オキシクリーン、万能説について。
所々で見かけるようになって、とても気になっていました。
オキシクリーンという商品があります。
これがすごい汚れ落ちがいい、と。
ものすごい評判で、コストコなどで必ず買う、という人もいるようです。
最強の洗剤だ!とまで言う人も。
綺麗になっているんだから、それでいいんだよなあ、と思うんですけど、やっぱりね、プロですから、伝えておくことはあるよな、と今回取り上げた次第。
まず、基本的なことで覚えておいて欲しいのですが、オキシクリーンは漂白剤です。
コストコで買えるものには界面活性剤が入っているようですが、日本で買えるものは漂白剤だけらしいです。
どちらにせよ、漂白剤、と言うことは覚えておいてください。
漂白剤ですから、汚れ落ちがいい、と言うよりも、色素の破壊が主な仕事。
みなさんが落ちなかった汚れがきれいになった、というのは、普段の洗濯で残ってしまった色素が漂白されてきれいになった、と言うことなんですね。
色素は界面活性剤では落ちません。
だから、いくら洗っても残ってしまう。
この汚れは落ちない、と思っていたところに、漂白剤を使えば、色素が壊され、きれいになる、これが理屈です。

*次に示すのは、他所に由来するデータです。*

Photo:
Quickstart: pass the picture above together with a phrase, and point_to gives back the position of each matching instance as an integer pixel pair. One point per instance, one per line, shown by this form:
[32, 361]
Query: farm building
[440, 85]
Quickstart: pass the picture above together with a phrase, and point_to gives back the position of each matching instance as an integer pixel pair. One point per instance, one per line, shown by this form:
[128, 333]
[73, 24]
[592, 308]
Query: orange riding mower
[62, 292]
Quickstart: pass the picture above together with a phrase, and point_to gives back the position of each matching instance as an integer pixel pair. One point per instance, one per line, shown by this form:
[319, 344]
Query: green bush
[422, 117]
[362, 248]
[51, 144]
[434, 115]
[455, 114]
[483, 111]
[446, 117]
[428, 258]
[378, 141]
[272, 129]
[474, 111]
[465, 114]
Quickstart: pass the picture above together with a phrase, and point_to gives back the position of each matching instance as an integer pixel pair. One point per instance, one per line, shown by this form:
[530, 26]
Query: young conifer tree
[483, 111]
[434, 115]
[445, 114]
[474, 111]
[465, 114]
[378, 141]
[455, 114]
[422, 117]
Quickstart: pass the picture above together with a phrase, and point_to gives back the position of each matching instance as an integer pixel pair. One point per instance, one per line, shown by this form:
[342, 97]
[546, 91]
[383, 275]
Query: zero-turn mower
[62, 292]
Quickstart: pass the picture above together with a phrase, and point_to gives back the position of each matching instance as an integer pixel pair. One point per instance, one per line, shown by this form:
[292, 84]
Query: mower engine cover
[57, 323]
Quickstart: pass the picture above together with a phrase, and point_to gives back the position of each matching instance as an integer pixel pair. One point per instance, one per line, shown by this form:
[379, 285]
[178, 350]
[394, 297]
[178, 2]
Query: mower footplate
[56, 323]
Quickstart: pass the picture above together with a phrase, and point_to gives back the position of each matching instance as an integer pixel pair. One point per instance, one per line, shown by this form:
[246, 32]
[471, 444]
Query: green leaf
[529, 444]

酸素系の漂白剤なので、割と安全に使えるんですが、問題がないわけではありません。
ここ、覚えておかなきゃダメですよ。
まず、漂白剤なので、汚れは落ちません。
先ほども書きましたが、色素は破壊しますけど、洗剤で落とせるような汚れは落とせません。
もし、洗剤で落とせる汚れも落とせるなら、漂白剤しかこの世に残らないはずです。
そんな事がないのは、漂白剤には漂白剤に適しているものがあり、洗剤には洗剤に適しているものがあるからです。
洗剤に漂白剤が入ってて、洗いながら漂白もできる洗剤も一部売られていますが、漂白の効果が薄いのでがつん!と効かせたい時には別々で使います。
そして、これがかなり重要。
割と万能な酸素系の漂白剤ですが、衣類の染色堅牢度によって、色が抜ける事があります。
染色堅牢度、簡単に言うと、生地の色の強さです。
普通は強く落ちないようになっていますが、中には弱くてすぐ落ちてしまうものもあります。
そんな商品に利用すると、色が剥げてしまう事があります。
やはり、漂白剤、色素を壊すのが仕事なので、そう言うリスクもある、と言う事なんですね。
クリーニング屋さんで断られたものがきれいになった、と言う話もあちこちで見かけます。
それは、クリーニング屋さんが落とせなかったのではなくて、リスクの観点からあぶないと、そのクリーニング屋さんが判断した、と言う事。
クリーニング屋さんの場合、もし色が抜けてしまったら弁償になるので、あぶないと判断するとやらないところもあります。
ここは難しいところで、修復の技術を持っていたり、おみせのはんだんでやるところももちろんあります。
各々のお店の判断なので、いいとか悪いとかの問題ではないんですよね。
オキシクリーンでクリーニング屋さんで落ちなかったシミが落ちた、と書いてあるのを見ると、無事に落ちてよかったね、と思いますから。
あれね、思うんですけど、クリーニング屋さんで落ちなかったものをオキシクリーンでやったら色が剥げちゃった、と失敗した時は書かないと思うんですよ。
成功したから書くのであって、やはりリスクは残っています。
自分でやると言うことは、そのリスクを負う、と言うこと。
だから、危険性は覚えておいて欲しいんです。
どうも、きれいになる、と言うところしかみなさん見ていないので、洗剤や漂白剤の区別がつかない人が増えてきているように思います。
あと、汚れの違いもね。
きれいにするということは、汚れの種類を知らないと落とせません。
残念ながら、万能なものなんてないんです。
今、洗濯家の中村祐一くんが、洗濯を正しく広めようと活動しています。
民間療法的な間違った情報ではなく、きちんとした情報がみなさんに伝わりますように。